/davinci_public2023

Primary LanguageJavaScriptMIT LicenseMIT

How do communicative goals guide which data visualizations people think are effective?

Holly Huey*, Lauren A. Oey*, Hannah S. Lloyd, and Judith E. Fan

Data visualizations are powerful tools for communicating quantitative information. While prior work has focused on how experts design informative graphs, little is known about the intuitions non-experts have about what makes a graph effective for communicating a specific message. Here we explore how people select graphs that make it easy for others to understand key patterns in data.

How to navigate this repository

/experiments/ contains our web experiments for the graph selection task & graph comprehension task. These experiments was built using JsPsych: https://www.jspsych.org/7.2/
/js/ contains JsPsych plugins, as well as custom written plugins
/stimuli/ contains graph images
/results/ contains behavioral results from both tasks
/analysis/ contains scripts for analyzing both tasks
/conferenceposter_2023/ contains a PDF of the poster presented at the Vision Science Society (2023, St. Pete Beach FL) and Cognitive Science Society (2023, Sydney AUS)

Stimuli

To systematically measure people’s preferences for different data visualizations depending on their goal, we developed a graph selection task to measure the range of preferences that people have when trying to communicate specific information to viewers in graph form.

We selected 8 popular datasets from the MASS package (Venables & Ripley, 2002). From each dataset, we generated 8 bar graphs representing means by manipulating three commonly used parameters: (1) grouping in one or multiple separate panels (i.e., faceting), (2) x-axis variable, and (3) organization by ascending ordering of numerical x-axis variables or by alphabetical ordering.

Hypotheses & Tasks

Hypothesis 1: Audience-sensitivity
If a person’s judgments about data visualization design are sensitive to what naive viewers may need to answer specific questions, we predicted that people would have strong preferences for data visualizations based on a presented question that they are tasked to help someone else answer (left). More concretely, we hypothesized that they would prioritize two goals: (1) to identify graphs containing the minimal information necessary to answer a presented question (e.g., although a graph may be generated from an appropriate dataset, it may not contain all the information necessary to answer a specific question about it if a specific variable is not plotted); and (2) among those “informative” graphs, to selectively prioritize those that would help viewers quickly and accurately interpret them.

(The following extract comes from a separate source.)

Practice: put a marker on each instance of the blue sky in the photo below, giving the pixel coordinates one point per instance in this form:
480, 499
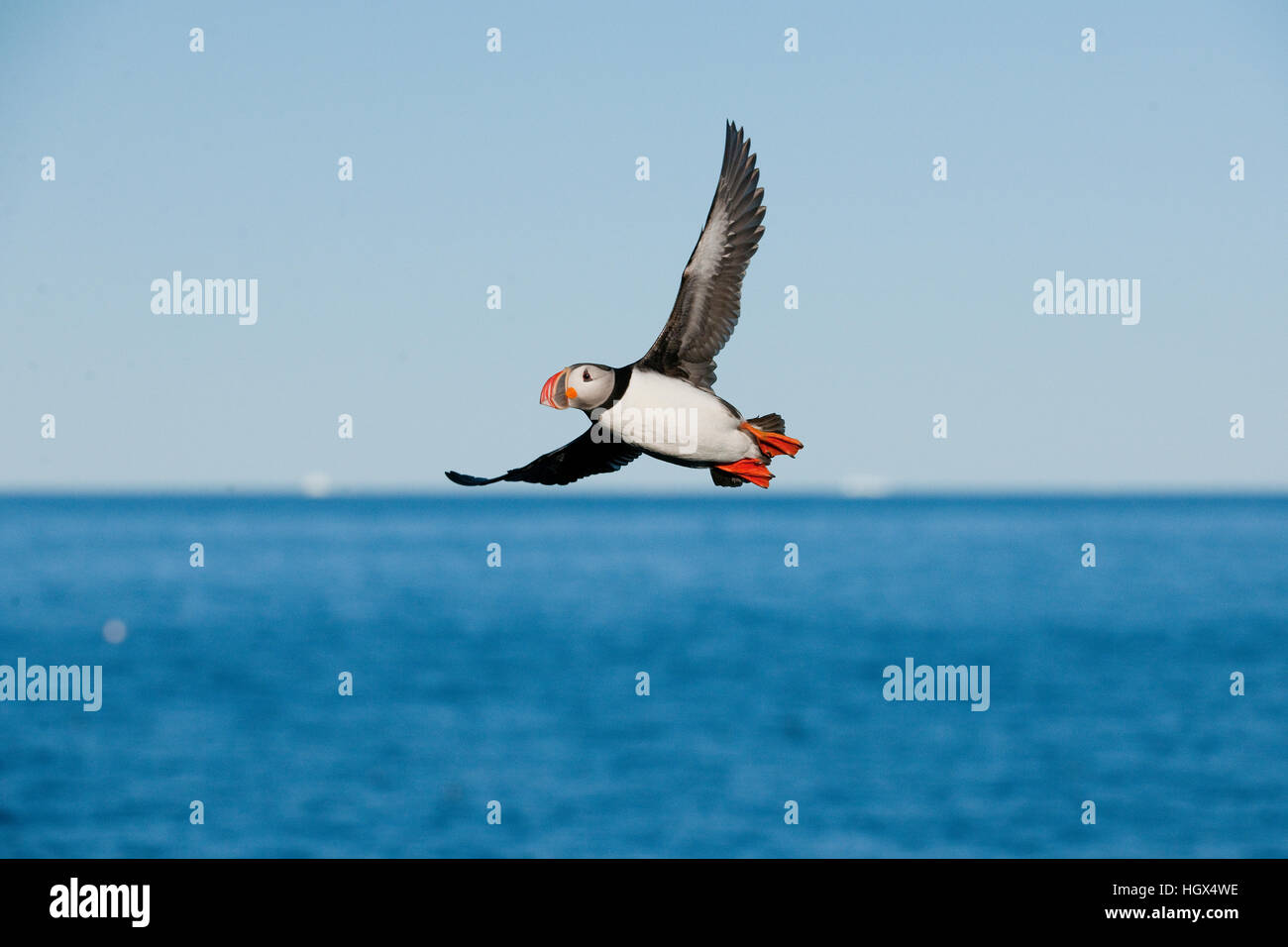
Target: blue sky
518, 169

Hypothesis 2: Minimal informativity to audiences
On the other hand, if people are not sensitive to the degree of cognitive effort required by a viewer to comprehend a graph, but instead only consider whether a graph contains the minimum information needed by naive viewers to answer specific questions about a graph (first goal of Hypothesis 1), we predicted that people would largely ignore “uninformative” graphs that omit relevant variables but would have uniform preferences among the remaining “informative” graphs (middle and left).

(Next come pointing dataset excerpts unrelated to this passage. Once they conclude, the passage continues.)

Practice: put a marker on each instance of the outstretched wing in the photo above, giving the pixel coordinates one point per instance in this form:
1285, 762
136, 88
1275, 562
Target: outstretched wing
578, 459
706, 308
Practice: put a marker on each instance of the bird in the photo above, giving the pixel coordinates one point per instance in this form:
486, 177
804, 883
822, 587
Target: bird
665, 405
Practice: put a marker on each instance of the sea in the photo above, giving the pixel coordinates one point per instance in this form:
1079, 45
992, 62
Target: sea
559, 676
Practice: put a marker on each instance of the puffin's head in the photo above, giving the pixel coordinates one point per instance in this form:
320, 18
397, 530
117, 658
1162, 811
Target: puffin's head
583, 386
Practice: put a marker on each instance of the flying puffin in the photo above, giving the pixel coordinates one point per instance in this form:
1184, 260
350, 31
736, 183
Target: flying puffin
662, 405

Hypothesis 3: Indifference to audiences
However, if people’s judgments are indifferent to any communicative goals so long as a graph is generated from an appropriate dataset, we predicted that they would randomly and uniformly select from all presented graphs (right, middle, and left).

Graph Selection Task

First, we conducted a graph selection task in which participants (N=398) decided which of eight graphs would be most useful for answering a particular question (e.g., “On average, how much higher are ratings of Drama movies compared to Comedy movies?”), where all graphs were generated from the same dataset but varied in how the data were arranged.

Graph Comprehension Task

Next, we conducted a graph comprehension task to obtain estimates of how well a separate group of participants (N=542) could actually answer questions about those data visualizations. We then asked to what degree the graphs that best supported graph comprehension were also those that participants in the graph selection experiment were most likely to choose, and vice versa.

Results

Evaluating sensitivity to different data visualization features

Consistent with our minimally informative hypothesis, we found that participants systematically chose informative graphs that contained at least the minimal amount of information needed to answer a corresponding question prompt, relative to uninformative ones (z = 15.4, p < 0.001).

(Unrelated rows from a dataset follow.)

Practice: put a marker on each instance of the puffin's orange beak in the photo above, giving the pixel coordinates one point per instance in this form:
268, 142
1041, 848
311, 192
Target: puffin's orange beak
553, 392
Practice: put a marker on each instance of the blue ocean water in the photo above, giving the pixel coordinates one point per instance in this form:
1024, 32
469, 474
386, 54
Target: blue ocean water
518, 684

Selection behavior explained equally well by heuristic strategy and audience sensitivity in these data

Consistent with our minimally informative hypothesis, we found that participants systematically chose informative graphs that contained at least the minimal amount of information needed to answer a corresponding question prompt, relative to uninformative ones (z = 15.4, p < 0.001). However, while our audience-sensitive model more closely matched participants’ selection behavior compared to an indifferent model (β = −0.06, t = −5.80, p < 0.001), we did not find significant improvement in this ability to predict selection behavior compared to a minimally informative model (β = 0.005, t = 0.51, p = 0.62).

In sum, these results suggest that people are sensitive to different degrees of informativity when choosing between informative and uninformative graphs, but are not necessarily sensitive to more subtle difference between how different graphs plotting the same data could better support faster and accurate comprehension by viewers.